Le libéral-autoritarisme de Messieurs Valls et Macron ne passe plus
Messieurs Valls et Macron avaient cru pouvoir faire adopter, sans coup férir, leur loi de honte sociale. Des semaines durant, ils s’étaient employés à circonvenir les réticences de nombreux députés socialistes, à isoler les « frondeurs » et à jeter des ponts en direction d’une droite qui, par-delà ses postures obligées d’opposante au pouvoir en place, se retrouvait plutôt dans la démarche de ce texte législatif censé traiter de la ”« croissance »”, de l’”« activité »” et du ”« pouvoir d’achat »”. Patatras ! L’opération s’est achevée en fracturation insurmontable de la majorité parlementaire et en crise politique obligeant l’exécutif à recourir à cette arme institutionnelle de dernière extrémité qu’est l’article 49-3…
Je mesure mes mots en parlant de loi de « honte sociale ». Le savant équilibre de centaines d’articles imaginé par le ministre de l’Économie ne se contente, en effet, pas de légaliser le travail du dimanche pour des secteurs étendus du salariat du commerce. Il facilite les licenciements collectifs et réduit les (pourtant petites) garanties dont pouvaient disposer les travailleurs dans le cadre des Plans de sauvegarde de l’emploi. Il démolit des pans entiers du droit du travail, en encourageant les pratiques les plus arbitraires du patronat et en allant jusqu’à retirer nombre de ses moyens à la justice prudhommale (est ainsi satisfaite la revendication du Medef d’une révision à la baisse du montant des indemnités pouvant être accordées aux salariés dont les droits ont été bafoués). Il déréglemente une série de secteurs économiques, l’un des points les plus marquants étant sans doute l’encouragement donné aux transports par autocars (avec les retombées écologiques calamiteuses que l’on peut sans peine imaginer et, surtout, le terrible coup qui va être porté au ferroviaire public). Il entend amplifier les privatisations d’infrastructures publiques, telles les aéroports. Et il consacre la diminution de la fiscalité s’appliquant à la distribution d’actions par les directions d’entreprises (le refus de fixer le moindre plafond à celle-ci sera venu révéler qu’il ne s’agit nullement, avec cette mesure, d’aider les start-up, mais de consentir un nouveau cadeau au capital, y compris aux requins du CAC 40 qui viennent pourtant d’afficher des profits équivalents à ceux des années d’avant la crise financière de 2008). Qui pourrait, par conséquent, s’étonner que le très libéral quotidien ”L’Opinion” ait pu titrer, à sa « une » du 16 février : « Les pépites cachées de la loi Macron. » Sans commentaire !

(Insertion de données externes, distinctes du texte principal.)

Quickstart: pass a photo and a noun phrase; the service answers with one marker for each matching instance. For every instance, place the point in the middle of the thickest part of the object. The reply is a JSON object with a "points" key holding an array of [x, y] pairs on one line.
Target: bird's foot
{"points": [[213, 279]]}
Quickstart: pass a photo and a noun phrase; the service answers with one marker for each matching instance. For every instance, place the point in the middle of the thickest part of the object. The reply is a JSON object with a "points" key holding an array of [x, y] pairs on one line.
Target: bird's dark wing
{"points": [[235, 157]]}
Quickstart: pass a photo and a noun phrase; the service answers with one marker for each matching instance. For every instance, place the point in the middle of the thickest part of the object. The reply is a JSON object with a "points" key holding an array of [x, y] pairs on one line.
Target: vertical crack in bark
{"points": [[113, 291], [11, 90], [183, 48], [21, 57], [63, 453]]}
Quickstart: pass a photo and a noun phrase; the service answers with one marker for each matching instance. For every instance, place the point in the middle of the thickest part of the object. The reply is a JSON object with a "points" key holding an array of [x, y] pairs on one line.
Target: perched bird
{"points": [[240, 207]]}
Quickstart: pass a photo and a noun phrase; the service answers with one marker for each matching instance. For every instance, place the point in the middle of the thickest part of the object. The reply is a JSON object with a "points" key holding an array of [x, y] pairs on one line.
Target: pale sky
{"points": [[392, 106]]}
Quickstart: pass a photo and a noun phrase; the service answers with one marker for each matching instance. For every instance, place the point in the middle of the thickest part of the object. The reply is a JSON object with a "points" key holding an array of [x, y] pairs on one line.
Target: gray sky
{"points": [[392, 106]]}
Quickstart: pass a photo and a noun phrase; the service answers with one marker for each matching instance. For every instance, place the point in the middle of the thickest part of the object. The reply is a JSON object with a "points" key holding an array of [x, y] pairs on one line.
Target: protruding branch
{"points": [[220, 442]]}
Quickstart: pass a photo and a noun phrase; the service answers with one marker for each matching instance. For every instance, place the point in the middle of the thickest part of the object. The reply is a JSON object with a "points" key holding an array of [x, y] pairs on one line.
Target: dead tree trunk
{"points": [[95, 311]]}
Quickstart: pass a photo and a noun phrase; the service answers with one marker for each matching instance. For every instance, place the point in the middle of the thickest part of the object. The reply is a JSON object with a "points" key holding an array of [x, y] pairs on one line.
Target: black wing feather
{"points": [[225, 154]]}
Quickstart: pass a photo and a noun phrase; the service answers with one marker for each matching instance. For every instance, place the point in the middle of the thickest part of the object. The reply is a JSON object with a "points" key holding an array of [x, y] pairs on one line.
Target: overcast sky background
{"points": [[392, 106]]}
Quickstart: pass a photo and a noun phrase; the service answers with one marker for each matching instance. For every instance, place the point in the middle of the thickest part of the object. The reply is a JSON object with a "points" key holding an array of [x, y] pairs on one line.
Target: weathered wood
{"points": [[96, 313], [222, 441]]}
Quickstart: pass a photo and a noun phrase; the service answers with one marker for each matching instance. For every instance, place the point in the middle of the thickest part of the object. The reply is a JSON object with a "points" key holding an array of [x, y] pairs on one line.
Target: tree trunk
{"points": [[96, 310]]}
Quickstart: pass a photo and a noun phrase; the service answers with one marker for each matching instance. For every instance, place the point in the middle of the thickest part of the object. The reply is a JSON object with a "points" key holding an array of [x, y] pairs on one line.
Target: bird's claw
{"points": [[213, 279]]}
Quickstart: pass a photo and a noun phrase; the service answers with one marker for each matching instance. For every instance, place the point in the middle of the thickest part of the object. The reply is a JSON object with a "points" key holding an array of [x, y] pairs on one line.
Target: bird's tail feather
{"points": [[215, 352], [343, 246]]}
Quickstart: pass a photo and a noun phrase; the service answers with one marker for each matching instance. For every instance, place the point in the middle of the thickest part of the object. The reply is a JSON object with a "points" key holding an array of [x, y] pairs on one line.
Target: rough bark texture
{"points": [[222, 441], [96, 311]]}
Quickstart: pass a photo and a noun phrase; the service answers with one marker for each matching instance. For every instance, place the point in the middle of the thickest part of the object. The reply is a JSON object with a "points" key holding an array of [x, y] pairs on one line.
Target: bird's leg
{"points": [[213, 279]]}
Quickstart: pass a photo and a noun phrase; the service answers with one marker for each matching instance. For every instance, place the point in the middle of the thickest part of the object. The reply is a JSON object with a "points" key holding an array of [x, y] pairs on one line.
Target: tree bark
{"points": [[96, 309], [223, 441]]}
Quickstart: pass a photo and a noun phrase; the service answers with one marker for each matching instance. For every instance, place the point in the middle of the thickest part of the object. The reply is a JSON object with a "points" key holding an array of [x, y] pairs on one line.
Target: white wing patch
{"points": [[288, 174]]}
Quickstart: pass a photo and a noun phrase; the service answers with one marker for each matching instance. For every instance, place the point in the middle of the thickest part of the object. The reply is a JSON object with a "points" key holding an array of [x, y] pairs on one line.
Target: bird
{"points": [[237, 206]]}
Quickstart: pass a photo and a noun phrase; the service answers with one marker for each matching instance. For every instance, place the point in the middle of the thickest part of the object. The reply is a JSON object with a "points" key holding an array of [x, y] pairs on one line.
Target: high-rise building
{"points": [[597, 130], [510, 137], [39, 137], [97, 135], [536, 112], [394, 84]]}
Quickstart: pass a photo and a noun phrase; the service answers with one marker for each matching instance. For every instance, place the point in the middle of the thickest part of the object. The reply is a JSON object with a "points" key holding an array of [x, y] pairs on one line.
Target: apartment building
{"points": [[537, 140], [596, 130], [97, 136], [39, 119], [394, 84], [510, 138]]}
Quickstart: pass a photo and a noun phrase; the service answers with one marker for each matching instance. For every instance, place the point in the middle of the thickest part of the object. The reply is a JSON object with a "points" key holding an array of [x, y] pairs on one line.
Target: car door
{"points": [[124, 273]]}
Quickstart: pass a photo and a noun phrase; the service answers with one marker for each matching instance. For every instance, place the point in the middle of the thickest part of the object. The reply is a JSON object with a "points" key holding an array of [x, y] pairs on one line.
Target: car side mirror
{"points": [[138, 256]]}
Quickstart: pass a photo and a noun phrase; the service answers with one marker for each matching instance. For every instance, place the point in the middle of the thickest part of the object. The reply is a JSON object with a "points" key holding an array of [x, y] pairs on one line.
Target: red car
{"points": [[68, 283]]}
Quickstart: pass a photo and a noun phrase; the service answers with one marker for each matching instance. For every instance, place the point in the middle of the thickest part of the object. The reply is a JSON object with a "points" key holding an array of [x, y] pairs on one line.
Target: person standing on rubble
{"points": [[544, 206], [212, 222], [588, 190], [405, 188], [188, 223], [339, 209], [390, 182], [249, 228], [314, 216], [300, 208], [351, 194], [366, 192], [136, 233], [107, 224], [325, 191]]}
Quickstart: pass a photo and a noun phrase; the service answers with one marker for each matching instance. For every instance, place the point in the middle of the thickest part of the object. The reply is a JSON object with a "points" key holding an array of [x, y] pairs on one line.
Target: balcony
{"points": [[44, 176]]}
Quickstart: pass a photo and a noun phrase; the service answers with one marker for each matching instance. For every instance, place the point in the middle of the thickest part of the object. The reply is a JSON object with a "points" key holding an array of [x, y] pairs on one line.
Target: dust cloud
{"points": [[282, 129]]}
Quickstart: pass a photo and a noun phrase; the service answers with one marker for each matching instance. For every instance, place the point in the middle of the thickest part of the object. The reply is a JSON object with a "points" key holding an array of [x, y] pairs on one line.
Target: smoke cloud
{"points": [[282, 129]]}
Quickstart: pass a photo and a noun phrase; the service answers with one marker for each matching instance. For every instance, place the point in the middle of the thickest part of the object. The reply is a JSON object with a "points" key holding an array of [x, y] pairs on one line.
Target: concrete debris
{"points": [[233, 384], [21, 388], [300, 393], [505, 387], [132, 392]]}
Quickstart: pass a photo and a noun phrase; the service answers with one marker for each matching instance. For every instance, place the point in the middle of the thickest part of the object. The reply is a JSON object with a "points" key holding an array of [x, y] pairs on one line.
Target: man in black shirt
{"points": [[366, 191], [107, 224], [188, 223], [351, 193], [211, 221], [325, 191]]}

À moins d’accepter de renier ses convictions les plus intimes et de se montrer prêt à bafouer le mandat que lui ont confié ses électeurs au terme d’une campagne menée, rappelons-le, sous le mot d’ordre ”« Le changement c’est maintenant »”, un député de gauche ne pouvait non seulement pas approuver une telle loi de droite, mais il se trouvait inévitablement amené à y opposer un vote négatif.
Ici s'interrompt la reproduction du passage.